Among other memorable roles, Paxton played the real-life astronaut Fred Haise in 1995's Apollo 13, the storm chaser Bill Harding in 1996's Twister, and the patriarch of a very unorthodox family in the HBO drama Big Love. He made his directorial debut with the 2001 horror film Frailty, in which he starred as the homicidally deluded Dad Meiks, and embodied one of the most diabolical Hydra villains in all of Marvel's media — the manipulative and treacherous John Garrett on the first season of Agents of S.H.I.E.L.D.

To fans of science fiction, however, Paxton will always be known as the only actor to hold a peculiarly specific record.

Any fan of '80s sci-fi cinema will be familiar with at least three villains responsible for lucrative film franchises and ridiculously high body counts — the nightmarish xenomorphs introduced in 1979's Alien, the cybernetic terminator cyborgs from 1984's The Terminator, and the bloodthirsty hunters who cause so much trouble for Arnold Schwarzenegger and his troops in 1987's Predator. It's the carnage these villains leave in their wake that concerns Bill Paxton's strange record.

Bill Paxton is the only actor to play characters killed by all three of these sci-fi villains

In spite of all the death these aliens and cyborgs spread in all the movies they've been featured in, Bill Paxton remains the only actor to play characters killed by a xenomorph, a terminator, and a predator. In case you think this record is a silly one, allow us to point out it was important enough that it was mentioned prominently in obituaries at the time of his passing (via Arkansas Online). 

In The Terminator, Paxton plays the leader of the trio of punks the naked Terminator (Arnold Schwarzenegger) encounters shortly after arriving in the Los Angeles of 1984. Paxton and his buddies pull switchblades on the Terminator, and the T-800 kills Paxton's character with a single hit. In 1986's Aliens, Paxton's death at the hands of the xenomorphs is more heroic but no less final. After spending most of the film freaking out, Paxton's Private Hudson stages a desperate, crazed last stand against the aliens, only to be grabbed by a xenomorph from the floor below, never to be seen again. Finally, there's 1990's Predator 2, in which Paxton plays LAPD Detective Jerry Lambert, who sacrifices himself to the Predator's tender mercies in order to buy a subway car full of civilians time to evacuate.
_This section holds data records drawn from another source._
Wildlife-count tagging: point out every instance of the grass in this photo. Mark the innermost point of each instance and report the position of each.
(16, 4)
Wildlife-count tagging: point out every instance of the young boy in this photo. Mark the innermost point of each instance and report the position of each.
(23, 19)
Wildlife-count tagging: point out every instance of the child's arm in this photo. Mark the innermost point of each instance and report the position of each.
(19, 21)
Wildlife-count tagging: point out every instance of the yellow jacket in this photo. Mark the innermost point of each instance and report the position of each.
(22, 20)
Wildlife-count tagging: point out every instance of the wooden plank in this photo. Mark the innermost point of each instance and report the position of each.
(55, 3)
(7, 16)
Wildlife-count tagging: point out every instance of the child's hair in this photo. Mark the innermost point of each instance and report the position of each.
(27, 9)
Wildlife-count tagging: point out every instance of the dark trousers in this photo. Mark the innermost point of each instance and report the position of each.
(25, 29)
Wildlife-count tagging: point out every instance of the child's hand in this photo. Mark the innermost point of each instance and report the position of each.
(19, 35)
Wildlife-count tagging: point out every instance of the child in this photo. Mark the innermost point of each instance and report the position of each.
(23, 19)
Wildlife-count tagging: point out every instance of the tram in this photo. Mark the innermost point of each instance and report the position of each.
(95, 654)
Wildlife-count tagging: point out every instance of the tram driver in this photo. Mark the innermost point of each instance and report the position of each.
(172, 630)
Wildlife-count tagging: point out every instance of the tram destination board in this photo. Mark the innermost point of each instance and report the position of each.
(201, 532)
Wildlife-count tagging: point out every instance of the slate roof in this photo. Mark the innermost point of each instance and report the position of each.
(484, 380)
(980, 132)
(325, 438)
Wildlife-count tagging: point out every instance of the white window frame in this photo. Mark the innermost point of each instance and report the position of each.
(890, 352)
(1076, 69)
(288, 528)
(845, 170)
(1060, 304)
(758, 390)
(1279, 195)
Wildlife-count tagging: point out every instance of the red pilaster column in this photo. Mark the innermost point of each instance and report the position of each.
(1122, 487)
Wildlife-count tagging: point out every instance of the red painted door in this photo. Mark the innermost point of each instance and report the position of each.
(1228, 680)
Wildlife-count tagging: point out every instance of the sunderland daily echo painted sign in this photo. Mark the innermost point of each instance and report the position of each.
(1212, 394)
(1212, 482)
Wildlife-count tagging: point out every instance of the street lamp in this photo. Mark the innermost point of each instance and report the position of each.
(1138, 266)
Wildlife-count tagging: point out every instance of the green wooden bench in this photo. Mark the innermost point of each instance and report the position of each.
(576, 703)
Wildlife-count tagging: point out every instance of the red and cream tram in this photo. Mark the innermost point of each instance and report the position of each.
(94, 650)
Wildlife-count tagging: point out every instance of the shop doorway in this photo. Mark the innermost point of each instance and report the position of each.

The only actor to so far come close to Paxton's record is Lance Henriksen. His character Detective Vukovich is killed by the T-800 in The Terminator. As wealthy industrialist Charles Bishop Weyland, Henriksen is slaughtered by a predator in 2004's Alien vs. Predator. The android Bishop, played by Henriksen, is ripped in half by the xenomorph queen in Aliens but survives until Ripley (Sigourney Weaver) deactivates him in the sequel.

A famous director liked taking out Paxton's characters

While it doesn't rise to the level of a bona fide record, there's an interesting irony when it comes to the deaths of the characters Bill Paxton played. 

Paxton's roles have a pretty high death rate — with his characters going to the great beyond in around a third of the films in which he appeared. But that rate gets higher when you limit it to the films he starred in that were directed by James Cameron. Paxton was a favorite of Cameron's, and, in fact, two of the films earning Paxton his record – The Terminator and Aliens – were directed by Cameron. The director was hoping to find a spot for the actor in the upcoming Avatar sequels, but sadly, it wasn't meant to be.

In total, Paxton appeared in four of Cameron's films, and his characters died in half of them. Along with the sci-fi flicks that helped get him his unique record, Paxton had a role in 1994's True Lies, where he isn't killed by Arnold Schwarzenegger but is thoroughly humiliated by him. (Arnold does, however, imagine killing Paxton's character at one point, a daydream which is shown on-screen.) Paxton also appeared in Cameron's 1997 Oscar magnet Titanic, in which just about everyone else dies.